To put it bluntly, economic disobedience isn’t for those who think everything is just fine in corporate America. Or will be as soon as the economy gets better. And, economic disobedience doesn’t matter to those who accept their second class status at work. Or believe it is all they can ever hope to achieve.
No, economic disobedience makes sense only to those who recognize the peril in the current behavior of many American employers. It is appropriate only for people who are convinced that they deserve the full rights of citizenship in the workplace as well as everywhere else in society.
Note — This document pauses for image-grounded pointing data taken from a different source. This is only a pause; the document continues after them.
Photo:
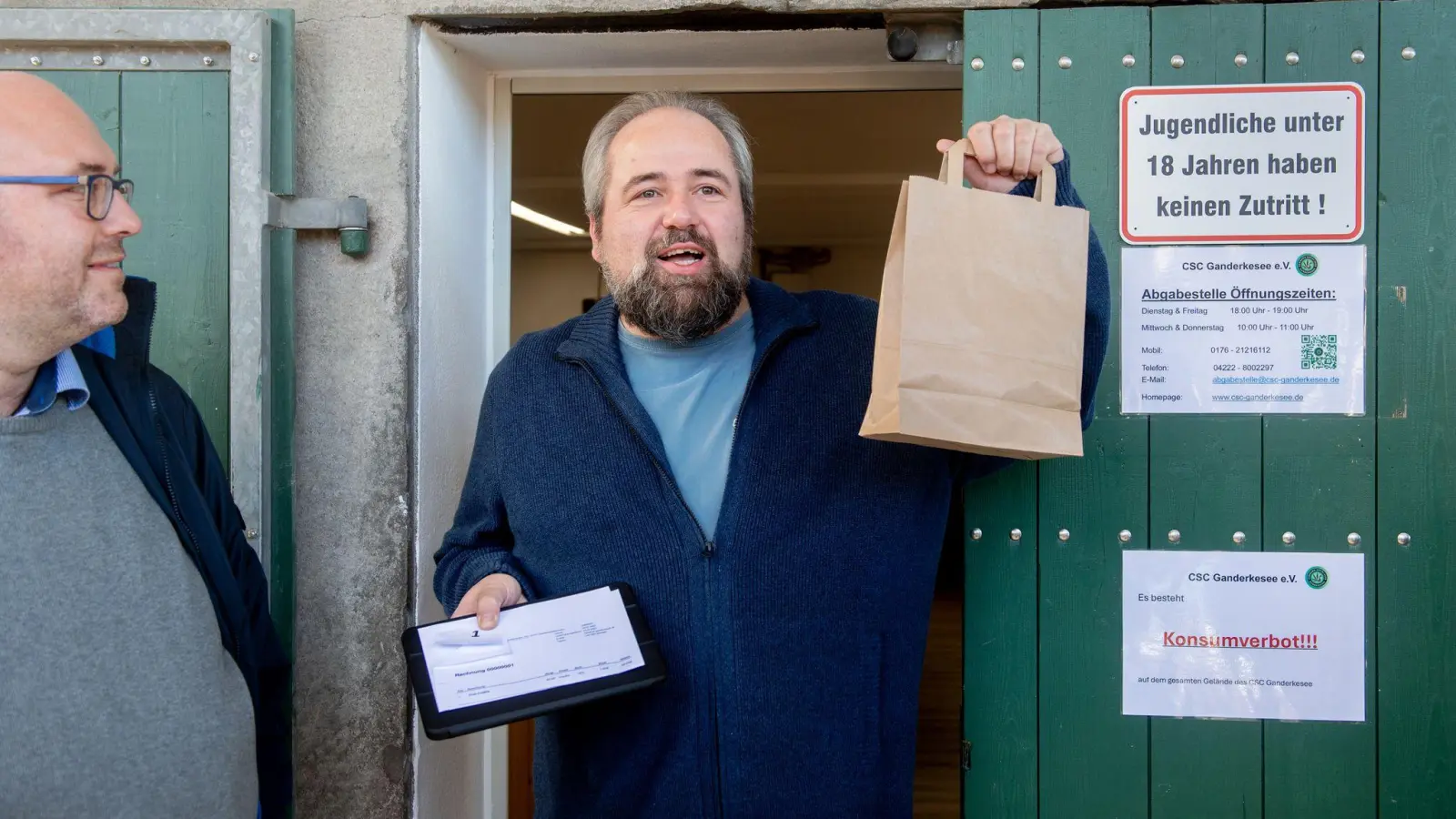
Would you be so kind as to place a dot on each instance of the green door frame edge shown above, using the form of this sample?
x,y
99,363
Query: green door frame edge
x,y
280,321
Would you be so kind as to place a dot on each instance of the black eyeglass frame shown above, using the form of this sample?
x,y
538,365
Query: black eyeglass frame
x,y
113,187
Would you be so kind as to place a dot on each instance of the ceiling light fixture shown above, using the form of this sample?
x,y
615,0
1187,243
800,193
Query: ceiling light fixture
x,y
541,219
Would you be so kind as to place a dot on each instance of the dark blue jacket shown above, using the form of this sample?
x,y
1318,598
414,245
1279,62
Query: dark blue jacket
x,y
794,642
157,429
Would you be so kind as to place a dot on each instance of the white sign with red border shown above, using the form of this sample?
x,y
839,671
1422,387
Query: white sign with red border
x,y
1254,164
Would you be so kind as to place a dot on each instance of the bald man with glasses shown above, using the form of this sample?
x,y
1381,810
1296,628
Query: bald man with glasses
x,y
140,671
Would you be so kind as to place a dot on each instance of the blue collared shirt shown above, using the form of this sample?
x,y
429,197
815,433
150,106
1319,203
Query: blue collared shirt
x,y
58,378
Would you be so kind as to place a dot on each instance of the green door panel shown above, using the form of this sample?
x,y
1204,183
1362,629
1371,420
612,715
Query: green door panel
x,y
1320,471
1045,729
1001,571
1417,411
98,94
175,146
1092,760
1205,470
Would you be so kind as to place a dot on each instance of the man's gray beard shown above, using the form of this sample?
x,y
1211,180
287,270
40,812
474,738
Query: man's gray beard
x,y
681,308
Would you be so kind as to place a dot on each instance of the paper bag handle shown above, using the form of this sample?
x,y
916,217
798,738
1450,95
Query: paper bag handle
x,y
956,157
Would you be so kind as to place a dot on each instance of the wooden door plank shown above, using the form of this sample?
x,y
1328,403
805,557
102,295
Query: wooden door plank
x,y
175,138
99,96
1205,470
1320,471
1417,419
1094,760
999,713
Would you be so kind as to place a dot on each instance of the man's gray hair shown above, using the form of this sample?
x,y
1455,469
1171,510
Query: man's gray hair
x,y
594,159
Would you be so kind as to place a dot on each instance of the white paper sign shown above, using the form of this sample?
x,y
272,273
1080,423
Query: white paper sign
x,y
1242,164
1267,636
546,644
1244,329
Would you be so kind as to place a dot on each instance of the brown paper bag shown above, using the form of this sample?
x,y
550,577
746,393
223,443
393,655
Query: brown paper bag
x,y
979,344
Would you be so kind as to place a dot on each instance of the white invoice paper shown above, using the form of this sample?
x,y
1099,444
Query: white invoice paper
x,y
535,647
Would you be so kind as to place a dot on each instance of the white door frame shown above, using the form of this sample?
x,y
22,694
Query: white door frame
x,y
463,254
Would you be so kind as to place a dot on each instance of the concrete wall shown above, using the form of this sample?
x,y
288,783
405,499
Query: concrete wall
x,y
354,344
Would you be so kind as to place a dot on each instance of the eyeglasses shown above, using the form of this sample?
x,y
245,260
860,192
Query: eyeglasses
x,y
101,189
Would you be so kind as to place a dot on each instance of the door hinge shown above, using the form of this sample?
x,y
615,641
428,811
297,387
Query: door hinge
x,y
349,216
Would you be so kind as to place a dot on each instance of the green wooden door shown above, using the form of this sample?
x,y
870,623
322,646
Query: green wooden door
x,y
171,123
169,130
1043,551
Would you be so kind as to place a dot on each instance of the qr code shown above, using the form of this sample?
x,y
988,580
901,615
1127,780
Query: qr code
x,y
1318,351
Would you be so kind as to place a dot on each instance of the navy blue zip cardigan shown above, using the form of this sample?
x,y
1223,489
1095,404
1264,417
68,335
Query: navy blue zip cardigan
x,y
160,433
794,640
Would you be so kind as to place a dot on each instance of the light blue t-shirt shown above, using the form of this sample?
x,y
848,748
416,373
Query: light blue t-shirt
x,y
692,392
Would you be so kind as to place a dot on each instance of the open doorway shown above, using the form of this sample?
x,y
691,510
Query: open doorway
x,y
827,171
837,126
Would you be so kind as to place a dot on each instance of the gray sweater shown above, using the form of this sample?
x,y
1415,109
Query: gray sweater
x,y
116,695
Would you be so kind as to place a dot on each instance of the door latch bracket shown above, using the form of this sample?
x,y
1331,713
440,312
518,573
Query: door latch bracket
x,y
349,216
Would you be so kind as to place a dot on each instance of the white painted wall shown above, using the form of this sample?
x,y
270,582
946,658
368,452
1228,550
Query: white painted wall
x,y
460,337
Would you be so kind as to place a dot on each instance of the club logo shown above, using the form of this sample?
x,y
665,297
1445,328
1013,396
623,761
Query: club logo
x,y
1317,577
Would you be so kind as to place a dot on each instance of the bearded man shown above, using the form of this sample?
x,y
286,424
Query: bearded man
x,y
696,436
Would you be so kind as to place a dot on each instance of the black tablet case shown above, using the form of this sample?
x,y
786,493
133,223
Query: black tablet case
x,y
516,709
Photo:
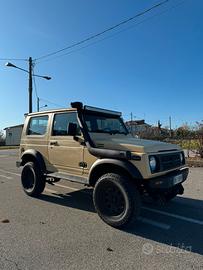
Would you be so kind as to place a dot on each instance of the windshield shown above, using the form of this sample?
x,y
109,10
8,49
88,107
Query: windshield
x,y
105,124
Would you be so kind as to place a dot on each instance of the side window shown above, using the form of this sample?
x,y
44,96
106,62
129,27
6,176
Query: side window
x,y
37,125
61,123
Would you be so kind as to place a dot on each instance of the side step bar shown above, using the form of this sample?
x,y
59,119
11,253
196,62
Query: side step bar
x,y
69,177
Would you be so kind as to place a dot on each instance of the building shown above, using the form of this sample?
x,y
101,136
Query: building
x,y
137,126
13,135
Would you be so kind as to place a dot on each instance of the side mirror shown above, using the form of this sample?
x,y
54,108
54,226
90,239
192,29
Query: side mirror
x,y
72,129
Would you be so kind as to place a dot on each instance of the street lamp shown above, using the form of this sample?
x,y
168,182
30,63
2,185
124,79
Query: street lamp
x,y
43,106
38,107
30,78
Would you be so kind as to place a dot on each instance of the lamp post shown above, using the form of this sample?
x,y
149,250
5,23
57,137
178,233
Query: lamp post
x,y
30,73
38,107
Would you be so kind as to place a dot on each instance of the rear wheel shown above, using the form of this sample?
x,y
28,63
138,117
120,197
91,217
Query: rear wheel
x,y
116,200
32,179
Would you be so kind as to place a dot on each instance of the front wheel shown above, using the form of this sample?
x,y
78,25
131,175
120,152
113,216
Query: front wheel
x,y
116,200
32,179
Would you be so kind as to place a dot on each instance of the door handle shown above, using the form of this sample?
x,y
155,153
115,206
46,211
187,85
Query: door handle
x,y
53,143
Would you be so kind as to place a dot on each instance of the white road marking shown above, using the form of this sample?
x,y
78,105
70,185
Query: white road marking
x,y
155,223
7,177
50,190
10,172
196,221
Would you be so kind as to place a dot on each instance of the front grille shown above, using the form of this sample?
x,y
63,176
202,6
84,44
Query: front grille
x,y
169,161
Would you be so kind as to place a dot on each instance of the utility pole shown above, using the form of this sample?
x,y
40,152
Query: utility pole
x,y
30,75
30,84
38,104
131,120
170,126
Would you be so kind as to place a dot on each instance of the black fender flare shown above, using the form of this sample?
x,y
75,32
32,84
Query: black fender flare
x,y
122,164
33,155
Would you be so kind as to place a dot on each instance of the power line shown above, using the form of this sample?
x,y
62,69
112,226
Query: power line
x,y
104,31
13,59
50,102
111,36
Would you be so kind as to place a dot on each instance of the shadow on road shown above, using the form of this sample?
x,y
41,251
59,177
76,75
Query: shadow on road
x,y
182,234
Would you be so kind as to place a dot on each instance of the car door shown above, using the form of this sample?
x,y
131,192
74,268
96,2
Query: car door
x,y
65,154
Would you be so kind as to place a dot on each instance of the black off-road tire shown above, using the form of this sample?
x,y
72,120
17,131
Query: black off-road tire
x,y
116,200
32,179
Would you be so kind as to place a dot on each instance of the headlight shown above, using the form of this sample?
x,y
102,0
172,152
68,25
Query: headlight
x,y
152,163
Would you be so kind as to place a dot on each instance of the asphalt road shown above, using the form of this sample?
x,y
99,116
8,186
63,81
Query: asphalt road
x,y
62,231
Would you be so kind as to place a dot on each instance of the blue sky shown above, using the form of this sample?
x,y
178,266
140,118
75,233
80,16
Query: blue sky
x,y
154,69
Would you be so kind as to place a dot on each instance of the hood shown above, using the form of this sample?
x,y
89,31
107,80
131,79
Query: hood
x,y
128,143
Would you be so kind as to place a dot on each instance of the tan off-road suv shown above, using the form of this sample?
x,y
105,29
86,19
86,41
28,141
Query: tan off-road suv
x,y
92,146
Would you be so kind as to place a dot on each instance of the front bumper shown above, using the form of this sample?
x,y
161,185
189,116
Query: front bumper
x,y
168,180
18,164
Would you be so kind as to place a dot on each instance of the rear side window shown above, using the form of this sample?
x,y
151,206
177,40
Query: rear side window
x,y
61,123
38,125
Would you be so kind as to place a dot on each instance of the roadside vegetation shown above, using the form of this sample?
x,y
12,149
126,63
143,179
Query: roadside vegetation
x,y
190,138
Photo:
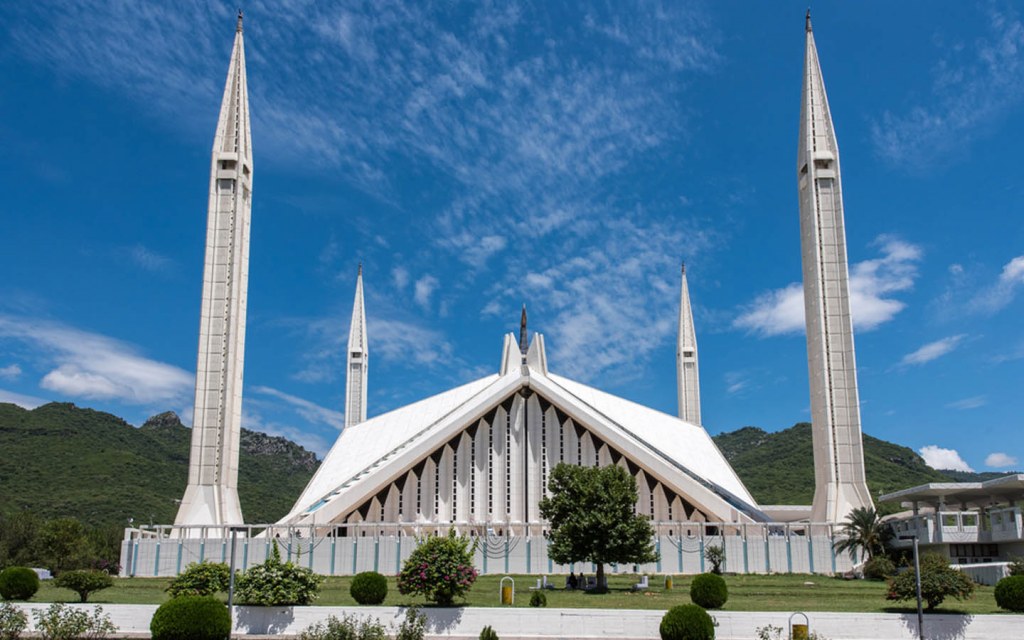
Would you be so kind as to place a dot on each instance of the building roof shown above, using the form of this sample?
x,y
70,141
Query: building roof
x,y
372,454
998,489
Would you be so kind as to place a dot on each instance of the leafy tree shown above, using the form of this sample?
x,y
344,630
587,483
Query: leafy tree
x,y
593,518
278,584
864,530
84,582
201,579
440,568
938,581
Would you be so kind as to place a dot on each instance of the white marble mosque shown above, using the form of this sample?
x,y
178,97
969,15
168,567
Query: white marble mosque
x,y
476,458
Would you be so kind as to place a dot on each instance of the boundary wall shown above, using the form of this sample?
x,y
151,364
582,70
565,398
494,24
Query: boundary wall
x,y
543,624
749,549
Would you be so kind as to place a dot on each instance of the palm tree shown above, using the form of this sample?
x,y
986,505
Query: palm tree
x,y
863,529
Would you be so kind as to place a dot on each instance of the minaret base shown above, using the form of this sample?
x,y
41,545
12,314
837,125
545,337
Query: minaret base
x,y
209,505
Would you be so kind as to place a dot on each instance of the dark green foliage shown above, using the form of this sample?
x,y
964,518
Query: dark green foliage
x,y
716,555
84,582
12,622
880,567
593,518
345,628
192,617
278,584
709,591
687,622
864,531
778,468
1010,593
538,598
413,626
18,583
201,579
1016,566
440,569
369,588
938,581
488,634
60,460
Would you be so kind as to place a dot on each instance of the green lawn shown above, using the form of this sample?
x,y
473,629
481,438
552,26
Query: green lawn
x,y
747,593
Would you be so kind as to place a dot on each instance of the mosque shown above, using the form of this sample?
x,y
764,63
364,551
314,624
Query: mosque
x,y
477,458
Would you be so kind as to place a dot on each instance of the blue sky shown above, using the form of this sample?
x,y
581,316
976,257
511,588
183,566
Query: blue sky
x,y
478,156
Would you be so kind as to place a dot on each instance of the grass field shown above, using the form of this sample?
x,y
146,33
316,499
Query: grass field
x,y
747,593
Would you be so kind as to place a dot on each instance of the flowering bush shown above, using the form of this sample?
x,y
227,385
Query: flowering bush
x,y
278,584
440,568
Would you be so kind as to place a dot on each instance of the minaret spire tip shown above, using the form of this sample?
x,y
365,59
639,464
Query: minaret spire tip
x,y
523,343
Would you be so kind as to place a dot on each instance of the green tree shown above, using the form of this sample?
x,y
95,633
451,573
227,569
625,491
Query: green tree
x,y
864,530
440,568
592,511
938,581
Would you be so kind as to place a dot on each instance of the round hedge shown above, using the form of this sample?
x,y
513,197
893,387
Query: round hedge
x,y
709,591
369,588
192,617
687,622
18,583
1010,593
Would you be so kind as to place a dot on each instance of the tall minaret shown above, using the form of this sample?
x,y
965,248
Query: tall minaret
x,y
686,358
839,456
212,496
358,360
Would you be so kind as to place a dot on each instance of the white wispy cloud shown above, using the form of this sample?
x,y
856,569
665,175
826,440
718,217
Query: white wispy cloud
x,y
150,259
974,401
932,350
999,294
872,286
972,85
939,458
998,460
310,411
95,367
23,400
424,289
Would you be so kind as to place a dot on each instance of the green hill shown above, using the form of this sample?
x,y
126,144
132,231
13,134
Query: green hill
x,y
60,460
778,468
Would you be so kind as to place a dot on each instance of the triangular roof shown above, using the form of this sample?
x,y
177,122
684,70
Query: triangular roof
x,y
369,456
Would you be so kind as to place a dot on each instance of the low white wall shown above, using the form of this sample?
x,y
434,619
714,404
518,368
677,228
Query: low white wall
x,y
540,624
755,553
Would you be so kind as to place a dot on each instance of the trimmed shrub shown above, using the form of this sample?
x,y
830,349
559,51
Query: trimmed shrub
x,y
12,622
488,634
346,628
1010,593
60,622
18,583
538,599
84,582
369,588
709,591
938,581
278,584
192,617
201,579
440,568
879,567
687,622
And, economic disobedience appeals only to working men and women who are determined to bring opportunity back to the land that invented it for both themselves and their kids.
Unlike its kissing cousin, civil, economic disobedience doesn’t happen by marching against corporate greed. Or by occupying public parks. Rather, economic disobedience occurs in the workplace both as a proactive affirmation of one’s own gift of talent and as a daily declaration of independence from corporate debasement. As I depict in my novel, A Multitude of Hope, economic disobedience isn’t for the faint of heart, but it is, to quote a phrase, for everyone else who yearns to breathe free in the workplace.